The 27-year-old migrant survived a gunshot wound to the head in Guatemala and was suffering from excruciating headaches and possible brain hemorrhaging when he presented himself at the San Ysidro port of entry earlier this year. US authorities responded by isolating him in solitary confinement and jailing him for months at the Otay Mesa detention center in San Diego, giving him sporadic access to medical staff and medicine, his records show.
“I feared I was going to die,” Rolando, who asked not to use his full name due to threats against his life, told the Guardian. “I thought in this country, there is really good medical care … but I wasn’t getting any treatment.”
Rolando made it out of Immigration and Customs Enforcement (Ice) detention alive, but his battle isn’t over. He’s still fighting to get asylum, based on the physical torture and persecution he fled as an indigenous Guatemalan.

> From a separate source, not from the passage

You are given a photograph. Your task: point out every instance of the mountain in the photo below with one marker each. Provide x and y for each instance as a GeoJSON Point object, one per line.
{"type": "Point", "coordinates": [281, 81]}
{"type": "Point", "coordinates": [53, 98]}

Every step of his journey has collided with the Trump administration’s aggressive attacks and expanding restrictions on migrants and refugees.
Now, the White House is moving to block Central Americans like Rolando from presenting their cases at the border, a move that experts agree will have devastating and fatal consequences.

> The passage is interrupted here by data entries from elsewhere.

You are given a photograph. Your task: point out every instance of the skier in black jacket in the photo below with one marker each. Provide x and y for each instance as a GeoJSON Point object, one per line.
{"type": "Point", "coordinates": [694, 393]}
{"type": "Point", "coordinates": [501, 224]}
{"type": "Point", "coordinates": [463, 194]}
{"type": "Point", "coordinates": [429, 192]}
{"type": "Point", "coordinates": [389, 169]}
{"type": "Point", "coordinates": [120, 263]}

“I came to the United States because I’d like to at least make it to 30,” Rolando said.
An orphan who escaped death: ‘I don’t have anyone left’
When he met the Guardian on a recent morning, Rolando carried the charger for his ankle monitor, which asylum seekers awaiting hearings are frequently forced to wear. He’s often worried about it running out of battery.

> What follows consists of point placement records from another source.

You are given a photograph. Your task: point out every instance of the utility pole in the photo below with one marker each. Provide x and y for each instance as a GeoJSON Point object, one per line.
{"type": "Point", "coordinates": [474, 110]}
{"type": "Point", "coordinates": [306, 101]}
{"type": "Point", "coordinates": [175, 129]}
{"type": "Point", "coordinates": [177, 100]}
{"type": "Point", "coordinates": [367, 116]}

Seated inside the small legal services office of Al Otro Lado, above a pizza shop in San Diego, Rolando looked down and wove a bracelet with his hands as he talked, a practice he developed inside detention to pass the time and distract from his health problems. His native Mayan language is Qʼeqchiʼ, but he talks to his attorney in Spanish, which he was forced to speak in jail.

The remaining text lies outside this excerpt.